At first the children continue to plead. But as they fall into the steady rhythm of activity, feebly splashing water at the flames and then returning to the sink, their complaints gradually subside.

“This isn’t really having much of an effect,” says the middle daughter, “but at least we’re doing something.”

“Keep it up!” says Mr. Dempsey, giving them a thumbs up through the haze. “This is the only way to change things! Now you kids stay with it, I’m gonna go upstairs and see if I can find some more glasses!”

Like his counterpart, Mr. Dempsey has zero intention of returning.

The two neighbors emerge into the center of their shared street, locking eyes against the backdrop of their burning homes. They cross to the center of the road, shaking hands.

“Looks like some excitement going on at your place,” says Dempsey.

“A bit more than I’d like, I’m afraid,” chuckles Remington.

Though they love to play-act as fierce ideological rivals, the two of them really aren’t so different from one another.
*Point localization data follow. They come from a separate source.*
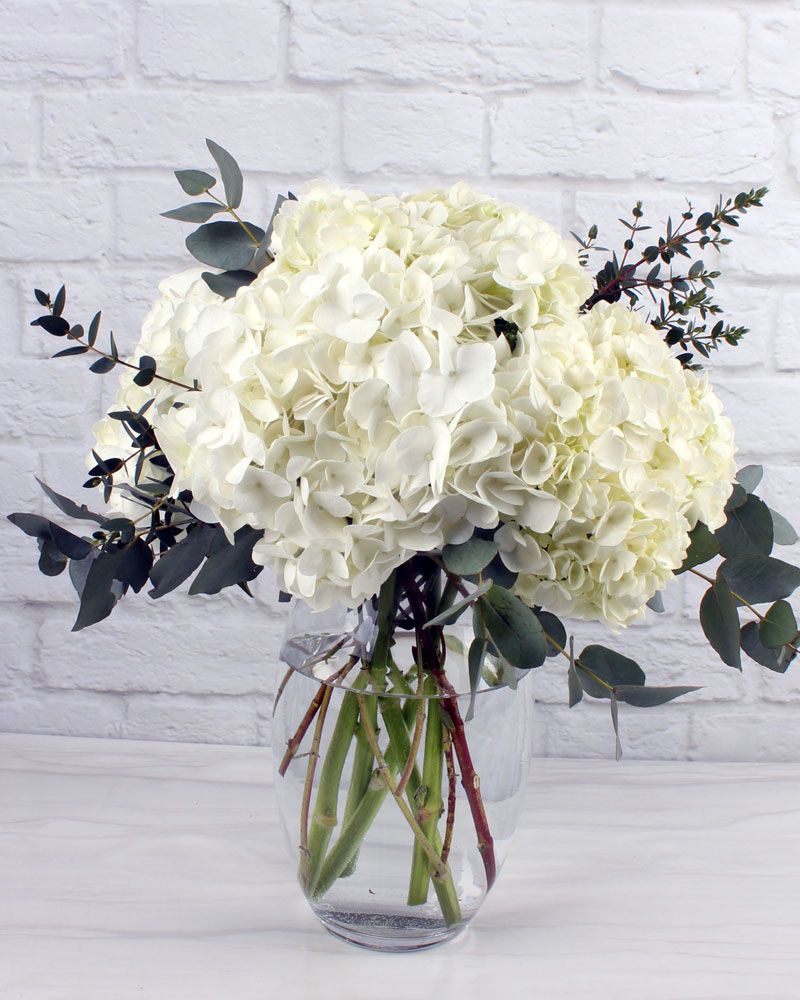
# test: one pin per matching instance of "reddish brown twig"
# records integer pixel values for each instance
(451, 795)
(294, 742)
(313, 757)
(469, 776)
(430, 643)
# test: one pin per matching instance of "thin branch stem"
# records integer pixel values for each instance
(451, 793)
(294, 742)
(416, 738)
(440, 868)
(313, 757)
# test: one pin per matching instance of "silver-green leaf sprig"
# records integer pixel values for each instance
(240, 249)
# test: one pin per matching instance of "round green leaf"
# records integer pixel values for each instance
(223, 244)
(720, 621)
(756, 650)
(748, 529)
(779, 626)
(513, 628)
(760, 579)
(609, 666)
(469, 557)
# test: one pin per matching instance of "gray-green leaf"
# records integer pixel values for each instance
(195, 182)
(720, 622)
(760, 579)
(748, 529)
(221, 244)
(750, 476)
(513, 628)
(195, 211)
(469, 557)
(784, 533)
(232, 179)
(779, 625)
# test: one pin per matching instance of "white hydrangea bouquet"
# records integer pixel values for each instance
(443, 433)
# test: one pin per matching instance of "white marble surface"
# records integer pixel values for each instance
(152, 870)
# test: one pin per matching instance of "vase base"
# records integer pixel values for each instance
(387, 932)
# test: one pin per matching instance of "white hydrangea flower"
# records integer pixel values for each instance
(358, 406)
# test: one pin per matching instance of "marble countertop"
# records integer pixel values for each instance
(153, 870)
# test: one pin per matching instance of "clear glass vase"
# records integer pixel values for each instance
(397, 807)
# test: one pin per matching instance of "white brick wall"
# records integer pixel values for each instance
(575, 109)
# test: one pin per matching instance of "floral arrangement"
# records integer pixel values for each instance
(417, 406)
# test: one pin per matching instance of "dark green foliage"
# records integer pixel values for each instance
(720, 622)
(600, 670)
(228, 563)
(779, 626)
(228, 283)
(513, 628)
(223, 244)
(702, 547)
(683, 308)
(759, 579)
(748, 529)
(470, 557)
(195, 182)
(179, 562)
(230, 173)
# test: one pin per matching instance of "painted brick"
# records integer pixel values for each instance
(207, 41)
(412, 41)
(427, 134)
(619, 139)
(59, 40)
(275, 132)
(658, 51)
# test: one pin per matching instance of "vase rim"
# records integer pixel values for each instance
(347, 684)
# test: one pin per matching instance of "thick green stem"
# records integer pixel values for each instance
(363, 765)
(398, 751)
(428, 799)
(324, 818)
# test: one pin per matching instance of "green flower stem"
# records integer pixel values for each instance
(363, 765)
(324, 818)
(399, 750)
(428, 800)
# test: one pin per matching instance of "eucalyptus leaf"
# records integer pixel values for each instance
(783, 532)
(606, 665)
(759, 579)
(195, 182)
(222, 244)
(228, 563)
(736, 499)
(748, 529)
(69, 507)
(750, 476)
(720, 622)
(513, 628)
(178, 563)
(702, 547)
(232, 179)
(470, 557)
(779, 626)
(554, 630)
(752, 645)
(228, 283)
(456, 610)
(195, 211)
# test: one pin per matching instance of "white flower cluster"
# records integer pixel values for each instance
(358, 405)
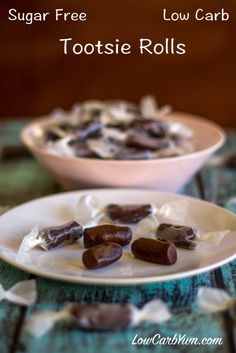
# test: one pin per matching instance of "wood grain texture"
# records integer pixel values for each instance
(179, 295)
(37, 77)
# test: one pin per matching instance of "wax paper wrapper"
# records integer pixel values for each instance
(23, 293)
(177, 213)
(212, 300)
(85, 211)
(101, 317)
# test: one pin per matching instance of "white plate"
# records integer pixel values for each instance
(65, 264)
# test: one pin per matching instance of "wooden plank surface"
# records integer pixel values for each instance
(17, 184)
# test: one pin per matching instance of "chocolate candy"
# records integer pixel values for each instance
(144, 141)
(181, 236)
(107, 232)
(103, 317)
(101, 255)
(128, 213)
(89, 129)
(54, 237)
(152, 250)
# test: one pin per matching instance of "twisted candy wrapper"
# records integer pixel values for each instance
(177, 213)
(85, 211)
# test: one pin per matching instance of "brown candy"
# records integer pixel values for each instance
(54, 237)
(128, 213)
(103, 317)
(152, 250)
(89, 129)
(181, 236)
(101, 255)
(105, 233)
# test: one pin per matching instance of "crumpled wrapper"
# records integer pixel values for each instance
(85, 211)
(22, 293)
(40, 323)
(211, 300)
(176, 213)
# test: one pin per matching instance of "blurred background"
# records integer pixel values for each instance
(36, 76)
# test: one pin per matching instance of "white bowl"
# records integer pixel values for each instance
(166, 174)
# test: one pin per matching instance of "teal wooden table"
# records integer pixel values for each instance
(22, 179)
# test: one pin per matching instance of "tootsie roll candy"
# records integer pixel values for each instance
(107, 232)
(152, 250)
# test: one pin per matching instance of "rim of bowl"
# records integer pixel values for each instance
(175, 116)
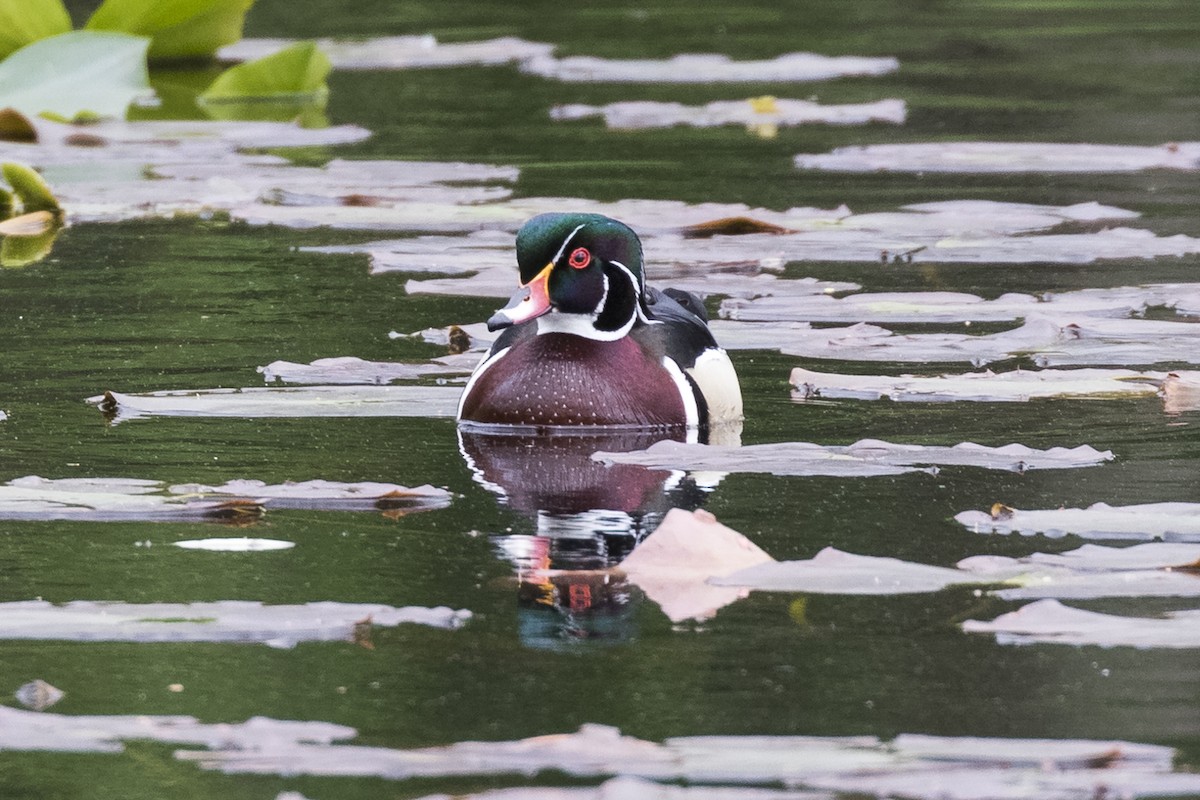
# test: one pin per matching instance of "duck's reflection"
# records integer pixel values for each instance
(586, 518)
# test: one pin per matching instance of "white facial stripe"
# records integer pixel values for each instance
(604, 298)
(637, 289)
(556, 322)
(565, 242)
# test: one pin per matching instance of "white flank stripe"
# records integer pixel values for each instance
(479, 371)
(691, 411)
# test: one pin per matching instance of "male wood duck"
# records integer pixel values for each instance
(587, 343)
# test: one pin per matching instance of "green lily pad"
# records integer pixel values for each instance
(16, 126)
(24, 22)
(23, 251)
(30, 188)
(82, 73)
(179, 29)
(294, 74)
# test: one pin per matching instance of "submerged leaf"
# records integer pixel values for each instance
(241, 500)
(179, 29)
(1013, 386)
(349, 370)
(702, 67)
(24, 22)
(76, 73)
(397, 52)
(235, 545)
(295, 74)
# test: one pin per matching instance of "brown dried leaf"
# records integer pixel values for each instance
(732, 227)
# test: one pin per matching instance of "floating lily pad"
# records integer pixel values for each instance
(179, 29)
(1048, 621)
(754, 112)
(285, 402)
(24, 22)
(707, 68)
(281, 85)
(280, 626)
(1181, 392)
(1174, 522)
(868, 457)
(39, 695)
(349, 370)
(1013, 386)
(1005, 157)
(397, 52)
(76, 73)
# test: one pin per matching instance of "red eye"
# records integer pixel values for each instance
(580, 258)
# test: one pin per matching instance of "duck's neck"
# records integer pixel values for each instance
(583, 325)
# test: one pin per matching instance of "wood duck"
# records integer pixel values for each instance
(587, 343)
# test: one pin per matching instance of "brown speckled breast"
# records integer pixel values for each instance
(564, 379)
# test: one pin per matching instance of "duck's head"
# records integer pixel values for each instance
(580, 272)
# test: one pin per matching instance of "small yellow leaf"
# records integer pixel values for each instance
(28, 224)
(763, 104)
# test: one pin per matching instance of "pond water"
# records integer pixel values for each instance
(190, 304)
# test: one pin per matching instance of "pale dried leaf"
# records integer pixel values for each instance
(281, 626)
(1175, 522)
(867, 457)
(777, 112)
(1048, 621)
(1013, 386)
(285, 402)
(707, 68)
(1005, 157)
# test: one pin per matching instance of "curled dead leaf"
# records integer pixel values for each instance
(732, 227)
(238, 512)
(28, 224)
(1001, 511)
(460, 341)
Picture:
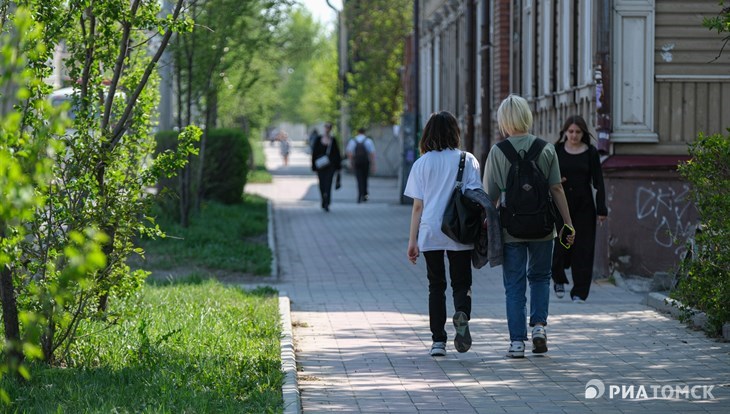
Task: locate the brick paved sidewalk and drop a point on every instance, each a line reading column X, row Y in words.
column 360, row 323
They stand there chatting for a few minutes, until at last a pair of private jets descend through the sizzling updraft of smoke, landing in their neighbors’ yards.

“That looks like my ride,” says Remington. They shake hands again, and the two men depart for their second homes, many miles away from here, and from the angry inferno of the desecrated world they’ve left behind.

The children are burning.

***

Aaron Dunbar is a member of Mid-Ohio Valley Climate Action.